Sylvain Gallant me fait d’abord visiter la salle où travaillent les médecins-examinateurs, en charge des examens externes et des prélèvements de toxicologie, d’urine ou de liquide oculaire, si demandés. Sur le mur à ma droite, une fenêtre qui donne sur le couloir. C’est par cette vitre que la famille observe son proche, en cas de besoin.
« On s’entend que venir ici, ce n’est pas l’évènement le plus gai, me souffle le chef de service. On essaie d’éviter ça aux familles. Premièrement, les personnes ne peuvent pas être en contact direct avec la dépouille. Ce qu’on voit dans les films, avec les tiroirs et tout, c’est faux ! Ensuite, les corps qui sont ici ne sont pas embaumés ou aseptisés. On préfère donc que les gens fassent affaire avec une maison funéraire qui viendra chercher le corps et le mettra dans de meilleures conditions, question d’éviter que le dernier souvenir qu’ils auront de leur proche soit une personne qui n’a plus les couleurs de la vie. Moi, en trois ans, j’ai peut-être vu trois familles à la morgue… »
On s’avance ensuite vers une première salle dont les murs sont tapissés de portes. Sylvain Gallant en ouvre une, je devine aisément un corps sur l’étage du dessus de la dalle. En dessous se trouve « un inconnu ». Sylvain me montre une boîte dans laquelle repose un crâne non identifié.
Ici, les corps se trouvent dans un frigo tenu à quatre degrés. Mais généralement, après une dizaine de jours, ils passent au congélateur qui les gardera plutôt à -9 degrés Celsius.
On poursuit notre visite. « Il va y avoir des odeurs, dis-le-moi si tu n’es pas bien. » Et odeur il y a. En fait, plus on avance dans la morgue, plus ça sent. « C’est parce qu’on met les corps moins frais dans le fond », m’explique Sylvain Gallant.
L’endroit est immense. Il y a de l’espace pour 138 corps. À la morgue de Québec, on en compte plutôt 15. C’est parce que tout ce qui est d’ordre médical passe par ici. Le cadavre le plus vieux de l’endroit est arrivé en 2015. Pour des raisons d’ordre confidentiel, on ne peut toujours pas le mettre en terre. Autrement, la loi prévoit qu’on peut disposer d’un corps trente jours après son décès. Reste qu’il est plutôt rare que les démarches soient d’aussi courte durée.

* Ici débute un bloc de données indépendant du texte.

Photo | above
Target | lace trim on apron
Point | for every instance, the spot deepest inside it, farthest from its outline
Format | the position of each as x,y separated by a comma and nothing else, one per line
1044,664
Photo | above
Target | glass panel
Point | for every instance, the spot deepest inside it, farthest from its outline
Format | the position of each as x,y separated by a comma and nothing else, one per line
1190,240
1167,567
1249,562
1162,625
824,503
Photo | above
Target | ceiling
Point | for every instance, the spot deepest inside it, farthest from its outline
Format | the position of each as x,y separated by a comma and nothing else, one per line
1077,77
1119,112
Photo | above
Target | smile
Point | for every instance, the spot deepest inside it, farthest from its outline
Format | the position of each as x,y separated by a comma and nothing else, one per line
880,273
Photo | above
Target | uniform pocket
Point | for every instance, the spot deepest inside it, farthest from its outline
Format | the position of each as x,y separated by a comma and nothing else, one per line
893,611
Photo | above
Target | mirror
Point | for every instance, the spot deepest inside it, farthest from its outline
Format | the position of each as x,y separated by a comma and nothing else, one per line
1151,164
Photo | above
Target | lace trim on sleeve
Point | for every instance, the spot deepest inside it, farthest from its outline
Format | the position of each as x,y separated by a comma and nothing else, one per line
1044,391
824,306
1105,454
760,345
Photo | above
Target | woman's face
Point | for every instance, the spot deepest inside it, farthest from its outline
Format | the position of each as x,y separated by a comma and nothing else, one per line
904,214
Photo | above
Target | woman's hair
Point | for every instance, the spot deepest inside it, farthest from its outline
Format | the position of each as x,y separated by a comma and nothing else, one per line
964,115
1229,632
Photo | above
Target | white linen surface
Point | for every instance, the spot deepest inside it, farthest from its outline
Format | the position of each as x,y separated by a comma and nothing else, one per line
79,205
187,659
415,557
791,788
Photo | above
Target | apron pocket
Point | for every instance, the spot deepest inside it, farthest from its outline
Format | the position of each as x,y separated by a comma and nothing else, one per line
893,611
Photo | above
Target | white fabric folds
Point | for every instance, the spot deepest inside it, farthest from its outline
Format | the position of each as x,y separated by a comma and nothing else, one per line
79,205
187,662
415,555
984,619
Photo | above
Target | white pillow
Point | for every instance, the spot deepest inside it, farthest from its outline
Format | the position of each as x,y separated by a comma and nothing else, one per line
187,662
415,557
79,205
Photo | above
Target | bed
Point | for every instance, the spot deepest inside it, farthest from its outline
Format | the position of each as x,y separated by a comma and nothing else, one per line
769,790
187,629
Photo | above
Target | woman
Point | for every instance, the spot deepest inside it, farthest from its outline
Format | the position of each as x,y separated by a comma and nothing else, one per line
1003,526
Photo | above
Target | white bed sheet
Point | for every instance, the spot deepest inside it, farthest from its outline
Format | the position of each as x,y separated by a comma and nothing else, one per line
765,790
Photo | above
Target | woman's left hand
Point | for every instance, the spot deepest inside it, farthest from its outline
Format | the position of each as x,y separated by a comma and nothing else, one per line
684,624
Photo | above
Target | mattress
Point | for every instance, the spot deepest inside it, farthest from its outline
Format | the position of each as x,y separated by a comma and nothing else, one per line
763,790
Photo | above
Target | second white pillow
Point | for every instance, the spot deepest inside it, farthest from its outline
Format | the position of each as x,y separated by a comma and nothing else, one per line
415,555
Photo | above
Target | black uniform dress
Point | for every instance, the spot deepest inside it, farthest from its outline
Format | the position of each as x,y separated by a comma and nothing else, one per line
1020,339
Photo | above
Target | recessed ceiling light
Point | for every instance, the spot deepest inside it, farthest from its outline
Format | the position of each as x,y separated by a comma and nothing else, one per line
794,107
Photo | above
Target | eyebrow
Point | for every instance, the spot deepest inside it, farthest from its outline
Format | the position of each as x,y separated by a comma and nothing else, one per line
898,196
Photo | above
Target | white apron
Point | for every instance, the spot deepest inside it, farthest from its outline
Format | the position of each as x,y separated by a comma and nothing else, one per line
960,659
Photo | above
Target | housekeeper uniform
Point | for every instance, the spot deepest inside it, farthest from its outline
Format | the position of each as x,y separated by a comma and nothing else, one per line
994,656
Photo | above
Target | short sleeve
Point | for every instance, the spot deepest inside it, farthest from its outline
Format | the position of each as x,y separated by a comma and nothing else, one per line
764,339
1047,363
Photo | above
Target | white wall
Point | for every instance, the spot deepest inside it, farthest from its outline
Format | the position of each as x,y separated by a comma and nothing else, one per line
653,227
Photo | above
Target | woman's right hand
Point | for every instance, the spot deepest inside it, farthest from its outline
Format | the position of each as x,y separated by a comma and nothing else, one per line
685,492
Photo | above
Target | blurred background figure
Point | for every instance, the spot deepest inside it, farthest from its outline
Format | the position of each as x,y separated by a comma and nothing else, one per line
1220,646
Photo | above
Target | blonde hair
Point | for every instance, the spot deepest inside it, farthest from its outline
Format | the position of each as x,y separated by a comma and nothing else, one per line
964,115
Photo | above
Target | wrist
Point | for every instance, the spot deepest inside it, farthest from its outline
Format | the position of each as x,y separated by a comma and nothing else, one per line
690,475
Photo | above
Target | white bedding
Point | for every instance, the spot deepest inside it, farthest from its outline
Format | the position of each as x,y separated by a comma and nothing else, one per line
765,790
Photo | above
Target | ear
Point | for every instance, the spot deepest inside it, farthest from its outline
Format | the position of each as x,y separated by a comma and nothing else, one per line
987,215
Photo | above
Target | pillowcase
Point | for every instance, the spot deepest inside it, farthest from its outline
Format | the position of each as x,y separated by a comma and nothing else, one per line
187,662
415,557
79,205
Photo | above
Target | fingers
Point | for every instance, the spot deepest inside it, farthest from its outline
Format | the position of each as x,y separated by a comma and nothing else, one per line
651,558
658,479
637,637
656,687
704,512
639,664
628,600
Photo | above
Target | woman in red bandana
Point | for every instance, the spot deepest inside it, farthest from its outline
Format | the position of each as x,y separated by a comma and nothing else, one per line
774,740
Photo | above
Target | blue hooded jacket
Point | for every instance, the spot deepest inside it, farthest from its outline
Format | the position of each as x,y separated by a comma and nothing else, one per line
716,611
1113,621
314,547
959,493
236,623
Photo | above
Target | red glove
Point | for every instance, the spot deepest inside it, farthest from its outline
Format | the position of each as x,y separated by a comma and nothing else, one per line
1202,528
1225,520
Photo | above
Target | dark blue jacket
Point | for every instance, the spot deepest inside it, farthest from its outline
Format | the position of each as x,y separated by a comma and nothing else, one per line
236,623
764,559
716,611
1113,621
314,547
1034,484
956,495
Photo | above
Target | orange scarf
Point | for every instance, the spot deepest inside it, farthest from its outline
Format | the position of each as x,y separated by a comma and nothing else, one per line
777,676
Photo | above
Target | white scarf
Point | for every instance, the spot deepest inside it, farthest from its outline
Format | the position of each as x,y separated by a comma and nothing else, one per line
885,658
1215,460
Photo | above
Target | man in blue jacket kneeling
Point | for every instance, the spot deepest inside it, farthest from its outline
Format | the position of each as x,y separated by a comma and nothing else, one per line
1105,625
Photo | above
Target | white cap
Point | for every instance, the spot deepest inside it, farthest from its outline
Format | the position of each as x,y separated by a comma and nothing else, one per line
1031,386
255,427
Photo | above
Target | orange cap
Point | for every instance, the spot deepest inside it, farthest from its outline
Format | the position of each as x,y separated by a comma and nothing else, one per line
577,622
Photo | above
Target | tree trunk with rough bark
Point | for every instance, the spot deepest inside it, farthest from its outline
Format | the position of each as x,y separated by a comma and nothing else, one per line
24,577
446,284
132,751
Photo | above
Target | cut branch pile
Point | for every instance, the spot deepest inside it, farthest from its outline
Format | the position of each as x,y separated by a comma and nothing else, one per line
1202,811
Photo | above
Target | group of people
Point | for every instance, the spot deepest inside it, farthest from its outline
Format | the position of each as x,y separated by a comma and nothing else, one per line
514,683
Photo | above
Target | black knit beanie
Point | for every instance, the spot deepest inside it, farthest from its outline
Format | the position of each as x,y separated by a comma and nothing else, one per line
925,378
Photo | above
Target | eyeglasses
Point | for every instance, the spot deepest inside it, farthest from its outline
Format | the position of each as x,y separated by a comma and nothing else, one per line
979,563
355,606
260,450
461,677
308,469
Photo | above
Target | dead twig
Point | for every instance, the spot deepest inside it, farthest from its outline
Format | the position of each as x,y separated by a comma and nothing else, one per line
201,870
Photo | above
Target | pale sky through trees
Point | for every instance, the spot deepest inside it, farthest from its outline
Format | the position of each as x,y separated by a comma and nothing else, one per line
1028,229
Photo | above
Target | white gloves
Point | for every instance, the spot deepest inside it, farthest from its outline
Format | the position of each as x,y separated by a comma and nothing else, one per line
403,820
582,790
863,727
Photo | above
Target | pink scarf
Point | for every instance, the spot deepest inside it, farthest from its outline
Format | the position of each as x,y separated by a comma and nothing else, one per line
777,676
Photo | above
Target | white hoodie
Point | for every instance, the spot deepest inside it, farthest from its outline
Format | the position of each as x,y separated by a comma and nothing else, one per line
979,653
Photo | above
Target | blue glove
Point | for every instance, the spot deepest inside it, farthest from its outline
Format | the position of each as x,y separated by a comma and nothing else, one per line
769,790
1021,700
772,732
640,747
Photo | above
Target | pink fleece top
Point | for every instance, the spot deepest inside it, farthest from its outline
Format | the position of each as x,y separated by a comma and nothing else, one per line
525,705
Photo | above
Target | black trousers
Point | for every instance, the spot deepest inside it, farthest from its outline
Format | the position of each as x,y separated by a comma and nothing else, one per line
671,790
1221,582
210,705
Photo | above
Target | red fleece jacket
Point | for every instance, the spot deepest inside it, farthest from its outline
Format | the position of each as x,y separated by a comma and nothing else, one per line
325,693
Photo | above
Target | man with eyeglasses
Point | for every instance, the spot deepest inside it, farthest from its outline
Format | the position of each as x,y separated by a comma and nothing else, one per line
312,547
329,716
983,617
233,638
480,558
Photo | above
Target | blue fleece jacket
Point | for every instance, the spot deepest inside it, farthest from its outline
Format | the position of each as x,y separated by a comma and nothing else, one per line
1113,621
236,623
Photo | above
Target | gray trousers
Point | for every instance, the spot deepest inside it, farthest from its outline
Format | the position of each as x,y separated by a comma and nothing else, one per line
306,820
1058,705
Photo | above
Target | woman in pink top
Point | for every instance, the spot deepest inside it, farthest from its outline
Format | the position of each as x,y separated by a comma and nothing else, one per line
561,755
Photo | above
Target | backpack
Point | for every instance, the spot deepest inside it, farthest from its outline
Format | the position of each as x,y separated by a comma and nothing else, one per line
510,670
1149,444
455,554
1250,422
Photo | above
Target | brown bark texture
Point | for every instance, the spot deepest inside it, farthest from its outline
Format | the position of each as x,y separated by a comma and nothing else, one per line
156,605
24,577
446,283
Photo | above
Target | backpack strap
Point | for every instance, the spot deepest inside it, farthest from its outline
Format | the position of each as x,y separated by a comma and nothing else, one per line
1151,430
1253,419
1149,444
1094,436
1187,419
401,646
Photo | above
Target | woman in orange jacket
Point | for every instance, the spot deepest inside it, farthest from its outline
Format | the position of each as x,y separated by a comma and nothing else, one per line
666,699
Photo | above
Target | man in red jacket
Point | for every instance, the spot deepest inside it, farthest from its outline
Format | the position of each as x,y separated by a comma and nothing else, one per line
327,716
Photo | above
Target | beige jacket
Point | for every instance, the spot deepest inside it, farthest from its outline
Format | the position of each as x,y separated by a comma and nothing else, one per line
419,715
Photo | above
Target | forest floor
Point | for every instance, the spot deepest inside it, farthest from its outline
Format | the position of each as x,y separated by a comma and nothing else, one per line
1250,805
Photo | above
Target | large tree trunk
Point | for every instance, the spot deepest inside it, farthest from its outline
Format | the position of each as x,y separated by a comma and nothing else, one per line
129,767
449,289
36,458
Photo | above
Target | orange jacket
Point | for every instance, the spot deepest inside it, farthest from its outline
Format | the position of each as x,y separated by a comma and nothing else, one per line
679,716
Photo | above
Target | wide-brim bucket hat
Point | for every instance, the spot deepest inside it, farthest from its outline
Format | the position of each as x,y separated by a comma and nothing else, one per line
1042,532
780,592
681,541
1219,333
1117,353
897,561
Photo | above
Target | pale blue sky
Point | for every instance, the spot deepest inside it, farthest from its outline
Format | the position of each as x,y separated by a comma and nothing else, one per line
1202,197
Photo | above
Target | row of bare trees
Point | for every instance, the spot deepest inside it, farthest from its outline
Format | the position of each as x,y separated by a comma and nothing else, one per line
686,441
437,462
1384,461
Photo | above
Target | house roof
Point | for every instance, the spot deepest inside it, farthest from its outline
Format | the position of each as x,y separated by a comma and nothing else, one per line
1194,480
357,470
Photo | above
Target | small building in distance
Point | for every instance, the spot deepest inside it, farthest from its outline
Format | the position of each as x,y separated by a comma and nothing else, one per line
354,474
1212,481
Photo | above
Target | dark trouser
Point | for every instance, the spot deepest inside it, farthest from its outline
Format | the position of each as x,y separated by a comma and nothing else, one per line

En revenant vers la sortie, Sylvain Gallant ouvre une grande armoire de métal et me laisse voir l’ossuaire où sont déposés des crânes et d’autres os en attente d’identification. Il me parle de l’importance de la dignité, du respect offert à chacun, peu importe le contexte du décès.
Puis, deux hommes vêtus d’un habit chic entrent dans la morgue. Ce sont les employés d’une maison funéraire.
« Ils s’en viennent chercher un corps. Un corps identifié et réclamé », me glisse Sylvain Gallant.
« C’est bien, ça va me permettre de terminer le reportage avec un élan d’espoir », que je lui réponds en souriant tristement.